I am using the Okta-Signin-Widget and am getting the following warning in Chrome:
“A cookie associated with a cross-site resource at https://[REMOVED]-admin.oktapreview.com/ was set without the SameSite attribute. A future release of Chrome will only deliver cookies with cross-site requests if they are set with SameSite=None and Secure.”
I am using @okta/okta-signin-widget (3.4.2) and Chrome 78.0.3904.108.
Anyone know why these attributes are not set, or how to set them?
Thank you for the reply. I am currently not using iOS12.* or iOS devices. If this is still the cause of the problem I am seeing is there something I need to do to get rid of this Chrome warning?

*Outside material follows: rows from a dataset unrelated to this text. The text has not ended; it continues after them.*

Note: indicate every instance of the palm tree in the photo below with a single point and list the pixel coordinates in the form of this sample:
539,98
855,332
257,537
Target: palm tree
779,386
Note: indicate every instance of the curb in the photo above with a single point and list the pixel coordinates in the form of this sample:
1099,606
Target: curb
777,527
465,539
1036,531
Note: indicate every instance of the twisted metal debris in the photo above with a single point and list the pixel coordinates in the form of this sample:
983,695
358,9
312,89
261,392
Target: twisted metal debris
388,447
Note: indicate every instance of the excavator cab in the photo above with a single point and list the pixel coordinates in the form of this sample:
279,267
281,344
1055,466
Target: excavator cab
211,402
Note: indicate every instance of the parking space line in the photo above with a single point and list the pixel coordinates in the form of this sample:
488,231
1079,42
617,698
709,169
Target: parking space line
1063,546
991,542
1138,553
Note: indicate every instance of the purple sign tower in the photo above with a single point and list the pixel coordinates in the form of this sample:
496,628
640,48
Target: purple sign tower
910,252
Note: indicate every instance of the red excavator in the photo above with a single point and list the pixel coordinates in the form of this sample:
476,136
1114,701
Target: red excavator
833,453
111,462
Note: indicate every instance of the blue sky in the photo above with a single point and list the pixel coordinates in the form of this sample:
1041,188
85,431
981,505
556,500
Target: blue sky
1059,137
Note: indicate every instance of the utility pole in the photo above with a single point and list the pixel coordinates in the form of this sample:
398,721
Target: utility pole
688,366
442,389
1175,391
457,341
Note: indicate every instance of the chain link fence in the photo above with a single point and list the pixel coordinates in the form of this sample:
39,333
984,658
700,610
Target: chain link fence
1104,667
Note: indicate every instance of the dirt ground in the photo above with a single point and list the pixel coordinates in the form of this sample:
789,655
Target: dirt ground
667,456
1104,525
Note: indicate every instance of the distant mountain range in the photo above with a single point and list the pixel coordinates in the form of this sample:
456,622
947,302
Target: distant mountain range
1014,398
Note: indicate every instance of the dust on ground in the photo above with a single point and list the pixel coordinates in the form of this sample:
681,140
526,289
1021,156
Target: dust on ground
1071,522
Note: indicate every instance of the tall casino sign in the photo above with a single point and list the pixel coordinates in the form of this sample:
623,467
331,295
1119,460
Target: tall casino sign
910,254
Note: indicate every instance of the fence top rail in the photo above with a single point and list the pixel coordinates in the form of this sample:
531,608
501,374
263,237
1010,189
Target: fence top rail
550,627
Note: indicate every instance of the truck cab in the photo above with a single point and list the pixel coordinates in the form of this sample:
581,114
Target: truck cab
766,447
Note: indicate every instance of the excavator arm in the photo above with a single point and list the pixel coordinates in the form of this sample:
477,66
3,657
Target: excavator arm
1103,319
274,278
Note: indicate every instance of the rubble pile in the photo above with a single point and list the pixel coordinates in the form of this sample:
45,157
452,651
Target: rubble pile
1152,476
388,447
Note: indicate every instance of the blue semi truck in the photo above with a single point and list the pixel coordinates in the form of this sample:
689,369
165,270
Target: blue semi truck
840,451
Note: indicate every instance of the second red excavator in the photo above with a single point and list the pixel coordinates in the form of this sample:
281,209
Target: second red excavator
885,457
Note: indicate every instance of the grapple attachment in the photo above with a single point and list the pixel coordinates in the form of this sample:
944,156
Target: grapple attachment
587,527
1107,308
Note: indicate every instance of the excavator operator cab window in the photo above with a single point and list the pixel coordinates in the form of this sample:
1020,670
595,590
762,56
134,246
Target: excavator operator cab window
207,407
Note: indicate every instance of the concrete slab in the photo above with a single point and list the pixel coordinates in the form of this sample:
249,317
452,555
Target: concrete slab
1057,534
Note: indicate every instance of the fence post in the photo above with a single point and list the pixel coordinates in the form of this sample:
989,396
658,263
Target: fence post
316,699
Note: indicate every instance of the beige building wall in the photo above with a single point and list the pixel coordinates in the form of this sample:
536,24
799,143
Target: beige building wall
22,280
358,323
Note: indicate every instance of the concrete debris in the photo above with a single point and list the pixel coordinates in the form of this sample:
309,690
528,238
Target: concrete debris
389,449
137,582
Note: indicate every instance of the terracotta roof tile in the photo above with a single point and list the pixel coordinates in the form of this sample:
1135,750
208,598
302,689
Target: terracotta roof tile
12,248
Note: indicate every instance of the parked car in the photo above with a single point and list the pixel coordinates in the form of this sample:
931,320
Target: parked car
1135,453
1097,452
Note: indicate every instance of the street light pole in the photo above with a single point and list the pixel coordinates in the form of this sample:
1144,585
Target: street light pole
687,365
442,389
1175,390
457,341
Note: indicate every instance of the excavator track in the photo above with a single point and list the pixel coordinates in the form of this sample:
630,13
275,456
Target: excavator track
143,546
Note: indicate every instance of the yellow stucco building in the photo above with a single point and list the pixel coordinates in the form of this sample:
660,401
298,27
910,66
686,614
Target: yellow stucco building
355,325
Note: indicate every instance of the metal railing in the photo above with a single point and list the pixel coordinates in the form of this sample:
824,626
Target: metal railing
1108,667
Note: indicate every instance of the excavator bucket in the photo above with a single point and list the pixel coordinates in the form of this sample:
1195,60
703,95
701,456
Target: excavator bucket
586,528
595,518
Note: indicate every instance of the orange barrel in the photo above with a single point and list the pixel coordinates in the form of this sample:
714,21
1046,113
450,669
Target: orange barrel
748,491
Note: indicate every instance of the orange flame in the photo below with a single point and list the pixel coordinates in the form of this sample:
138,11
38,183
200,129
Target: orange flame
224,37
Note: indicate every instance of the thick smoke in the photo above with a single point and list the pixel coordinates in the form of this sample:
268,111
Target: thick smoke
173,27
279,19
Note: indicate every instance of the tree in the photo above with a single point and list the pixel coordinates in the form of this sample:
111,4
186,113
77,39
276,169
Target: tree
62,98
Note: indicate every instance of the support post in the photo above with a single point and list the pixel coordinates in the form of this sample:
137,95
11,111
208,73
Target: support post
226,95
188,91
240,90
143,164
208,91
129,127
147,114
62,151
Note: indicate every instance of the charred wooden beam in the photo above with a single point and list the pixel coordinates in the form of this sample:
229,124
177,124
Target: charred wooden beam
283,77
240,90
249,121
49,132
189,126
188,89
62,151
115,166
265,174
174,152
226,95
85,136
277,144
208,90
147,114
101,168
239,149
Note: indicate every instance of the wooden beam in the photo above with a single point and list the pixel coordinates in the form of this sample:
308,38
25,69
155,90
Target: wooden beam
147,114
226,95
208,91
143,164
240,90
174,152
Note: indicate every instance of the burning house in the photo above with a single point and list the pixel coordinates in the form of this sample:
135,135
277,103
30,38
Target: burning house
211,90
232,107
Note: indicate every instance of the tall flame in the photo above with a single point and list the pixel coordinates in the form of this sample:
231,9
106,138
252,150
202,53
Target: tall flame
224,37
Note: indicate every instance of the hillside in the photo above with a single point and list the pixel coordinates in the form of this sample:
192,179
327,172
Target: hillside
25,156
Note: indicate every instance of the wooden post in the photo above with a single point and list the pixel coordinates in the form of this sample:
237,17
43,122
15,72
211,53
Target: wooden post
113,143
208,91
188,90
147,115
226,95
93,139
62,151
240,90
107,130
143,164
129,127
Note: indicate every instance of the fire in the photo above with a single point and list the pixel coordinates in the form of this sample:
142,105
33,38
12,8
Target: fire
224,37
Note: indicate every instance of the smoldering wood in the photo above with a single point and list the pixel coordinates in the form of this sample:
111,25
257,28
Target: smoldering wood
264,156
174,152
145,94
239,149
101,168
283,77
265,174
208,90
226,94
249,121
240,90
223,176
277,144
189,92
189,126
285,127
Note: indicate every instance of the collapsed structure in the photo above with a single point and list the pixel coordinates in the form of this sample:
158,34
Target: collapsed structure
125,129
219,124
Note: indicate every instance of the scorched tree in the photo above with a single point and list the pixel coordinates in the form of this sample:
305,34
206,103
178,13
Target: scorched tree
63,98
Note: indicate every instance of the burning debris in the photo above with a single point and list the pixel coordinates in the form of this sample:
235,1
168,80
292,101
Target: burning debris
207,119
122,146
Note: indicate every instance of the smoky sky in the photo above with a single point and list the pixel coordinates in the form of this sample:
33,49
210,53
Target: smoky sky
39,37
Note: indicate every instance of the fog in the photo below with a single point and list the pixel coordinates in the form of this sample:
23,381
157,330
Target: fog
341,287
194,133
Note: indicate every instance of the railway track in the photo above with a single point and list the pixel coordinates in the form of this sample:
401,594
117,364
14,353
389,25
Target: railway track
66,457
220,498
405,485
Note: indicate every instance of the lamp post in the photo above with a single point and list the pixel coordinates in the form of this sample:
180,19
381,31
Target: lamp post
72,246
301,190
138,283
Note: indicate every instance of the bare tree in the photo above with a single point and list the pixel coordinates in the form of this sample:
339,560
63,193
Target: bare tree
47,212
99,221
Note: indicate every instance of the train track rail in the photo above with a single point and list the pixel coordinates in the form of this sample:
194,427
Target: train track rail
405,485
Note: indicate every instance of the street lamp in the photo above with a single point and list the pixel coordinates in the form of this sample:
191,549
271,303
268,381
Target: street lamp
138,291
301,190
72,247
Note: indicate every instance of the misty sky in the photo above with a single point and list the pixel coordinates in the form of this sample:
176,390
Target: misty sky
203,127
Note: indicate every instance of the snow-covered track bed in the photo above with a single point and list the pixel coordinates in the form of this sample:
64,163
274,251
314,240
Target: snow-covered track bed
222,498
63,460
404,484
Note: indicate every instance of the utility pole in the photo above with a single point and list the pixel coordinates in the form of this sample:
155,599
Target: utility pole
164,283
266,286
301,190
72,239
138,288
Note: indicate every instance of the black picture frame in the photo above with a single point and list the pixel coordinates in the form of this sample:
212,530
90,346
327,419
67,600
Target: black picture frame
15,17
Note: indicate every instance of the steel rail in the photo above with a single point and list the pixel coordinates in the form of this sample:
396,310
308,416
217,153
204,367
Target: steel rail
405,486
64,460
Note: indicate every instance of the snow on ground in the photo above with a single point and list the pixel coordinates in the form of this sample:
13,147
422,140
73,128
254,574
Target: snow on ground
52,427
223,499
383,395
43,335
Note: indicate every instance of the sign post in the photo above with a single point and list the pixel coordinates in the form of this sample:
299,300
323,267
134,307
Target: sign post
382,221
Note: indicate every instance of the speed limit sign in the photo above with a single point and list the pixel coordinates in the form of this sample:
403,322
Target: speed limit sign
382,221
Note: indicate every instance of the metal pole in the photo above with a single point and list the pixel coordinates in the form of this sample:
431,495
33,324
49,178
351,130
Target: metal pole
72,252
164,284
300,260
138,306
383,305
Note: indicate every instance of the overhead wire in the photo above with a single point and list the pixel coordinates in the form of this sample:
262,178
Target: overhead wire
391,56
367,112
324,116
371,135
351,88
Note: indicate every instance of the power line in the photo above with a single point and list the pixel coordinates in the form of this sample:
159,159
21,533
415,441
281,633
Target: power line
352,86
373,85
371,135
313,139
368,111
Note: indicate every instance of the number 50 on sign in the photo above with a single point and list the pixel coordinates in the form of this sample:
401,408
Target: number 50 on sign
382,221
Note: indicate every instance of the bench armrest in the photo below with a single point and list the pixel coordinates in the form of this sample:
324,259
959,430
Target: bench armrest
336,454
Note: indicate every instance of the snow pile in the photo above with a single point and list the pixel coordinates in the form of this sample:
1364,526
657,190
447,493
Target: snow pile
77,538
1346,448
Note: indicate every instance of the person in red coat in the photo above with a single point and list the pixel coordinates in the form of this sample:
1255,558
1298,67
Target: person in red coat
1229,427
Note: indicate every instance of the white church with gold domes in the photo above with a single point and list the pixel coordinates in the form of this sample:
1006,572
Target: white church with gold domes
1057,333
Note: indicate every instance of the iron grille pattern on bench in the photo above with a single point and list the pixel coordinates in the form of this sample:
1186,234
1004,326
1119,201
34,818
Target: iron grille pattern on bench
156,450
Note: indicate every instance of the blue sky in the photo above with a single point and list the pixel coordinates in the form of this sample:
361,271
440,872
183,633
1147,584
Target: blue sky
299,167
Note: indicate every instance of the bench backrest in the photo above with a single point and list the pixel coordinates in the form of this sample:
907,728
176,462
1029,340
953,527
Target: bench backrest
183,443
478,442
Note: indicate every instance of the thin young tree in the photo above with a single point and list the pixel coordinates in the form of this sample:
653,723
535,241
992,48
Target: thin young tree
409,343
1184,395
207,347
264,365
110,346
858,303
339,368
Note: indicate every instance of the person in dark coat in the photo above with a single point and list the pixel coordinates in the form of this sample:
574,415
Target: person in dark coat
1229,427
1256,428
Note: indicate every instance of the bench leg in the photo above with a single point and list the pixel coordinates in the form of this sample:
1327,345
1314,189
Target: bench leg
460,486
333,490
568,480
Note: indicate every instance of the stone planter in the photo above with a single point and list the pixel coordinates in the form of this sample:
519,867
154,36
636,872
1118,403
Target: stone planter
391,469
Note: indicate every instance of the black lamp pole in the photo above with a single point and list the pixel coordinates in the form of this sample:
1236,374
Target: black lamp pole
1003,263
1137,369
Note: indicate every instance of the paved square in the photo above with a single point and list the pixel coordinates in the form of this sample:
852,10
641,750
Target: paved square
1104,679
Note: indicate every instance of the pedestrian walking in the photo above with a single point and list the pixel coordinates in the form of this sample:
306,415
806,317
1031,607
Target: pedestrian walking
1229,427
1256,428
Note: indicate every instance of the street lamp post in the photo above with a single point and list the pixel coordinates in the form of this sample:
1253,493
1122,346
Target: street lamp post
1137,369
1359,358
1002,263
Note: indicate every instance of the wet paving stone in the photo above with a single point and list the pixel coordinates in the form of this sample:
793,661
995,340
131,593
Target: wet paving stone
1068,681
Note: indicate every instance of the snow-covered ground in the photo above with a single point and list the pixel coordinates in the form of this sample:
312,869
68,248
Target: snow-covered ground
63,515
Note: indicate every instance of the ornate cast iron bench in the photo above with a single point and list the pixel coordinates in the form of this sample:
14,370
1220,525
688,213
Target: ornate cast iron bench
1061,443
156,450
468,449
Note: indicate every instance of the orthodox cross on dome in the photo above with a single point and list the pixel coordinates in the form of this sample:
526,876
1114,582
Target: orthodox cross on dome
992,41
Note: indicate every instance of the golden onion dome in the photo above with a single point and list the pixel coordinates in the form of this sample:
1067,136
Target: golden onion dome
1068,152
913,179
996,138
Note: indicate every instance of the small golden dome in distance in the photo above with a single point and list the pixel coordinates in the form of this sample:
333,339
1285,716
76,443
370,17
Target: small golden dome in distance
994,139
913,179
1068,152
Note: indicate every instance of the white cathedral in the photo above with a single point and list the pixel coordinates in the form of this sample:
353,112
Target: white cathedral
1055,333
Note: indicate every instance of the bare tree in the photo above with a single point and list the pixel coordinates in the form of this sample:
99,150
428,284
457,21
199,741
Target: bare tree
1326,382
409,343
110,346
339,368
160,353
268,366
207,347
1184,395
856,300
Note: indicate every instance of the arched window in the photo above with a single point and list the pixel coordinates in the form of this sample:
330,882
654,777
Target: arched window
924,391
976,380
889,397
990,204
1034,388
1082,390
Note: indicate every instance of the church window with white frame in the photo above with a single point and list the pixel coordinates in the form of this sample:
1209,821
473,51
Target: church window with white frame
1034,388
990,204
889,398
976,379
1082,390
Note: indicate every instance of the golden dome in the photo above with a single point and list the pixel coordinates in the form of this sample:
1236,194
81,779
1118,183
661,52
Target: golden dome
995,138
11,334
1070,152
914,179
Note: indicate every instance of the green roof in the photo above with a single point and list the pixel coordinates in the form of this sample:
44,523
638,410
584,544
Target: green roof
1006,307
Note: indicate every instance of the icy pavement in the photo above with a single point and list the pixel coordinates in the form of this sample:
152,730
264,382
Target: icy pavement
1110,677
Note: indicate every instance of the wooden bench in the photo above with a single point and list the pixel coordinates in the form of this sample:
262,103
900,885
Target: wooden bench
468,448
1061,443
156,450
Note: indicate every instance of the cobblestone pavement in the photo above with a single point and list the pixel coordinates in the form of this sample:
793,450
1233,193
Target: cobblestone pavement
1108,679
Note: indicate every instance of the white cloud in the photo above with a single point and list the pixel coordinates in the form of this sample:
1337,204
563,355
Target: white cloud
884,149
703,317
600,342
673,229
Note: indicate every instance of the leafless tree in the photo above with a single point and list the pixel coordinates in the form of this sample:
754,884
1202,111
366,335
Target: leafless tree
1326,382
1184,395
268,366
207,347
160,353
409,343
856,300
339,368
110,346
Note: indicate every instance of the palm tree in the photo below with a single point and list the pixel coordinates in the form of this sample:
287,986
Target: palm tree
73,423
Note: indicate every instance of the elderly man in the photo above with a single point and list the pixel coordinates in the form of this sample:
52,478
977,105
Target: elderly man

Still an issue with sign-in widget 4.4.3. The SameSite attribute is set to Lax. I don’t know if this is because Okta Auth is explicitly setting it or it is not being set which defaults to SameSite=Lax
According to issue generated by Chrome
Resolve this issue by updating the attributes of the cookie:
Specify SameSite=None and Secure if the cookie should be sent in cross-site requests. This enables third-party use.
So after some further research I think that this is being handled in the okta-auth-js layer and the reason it is Lax is because I am running http on localhost. I have not tested yet on https but it seems as if it is working as designed.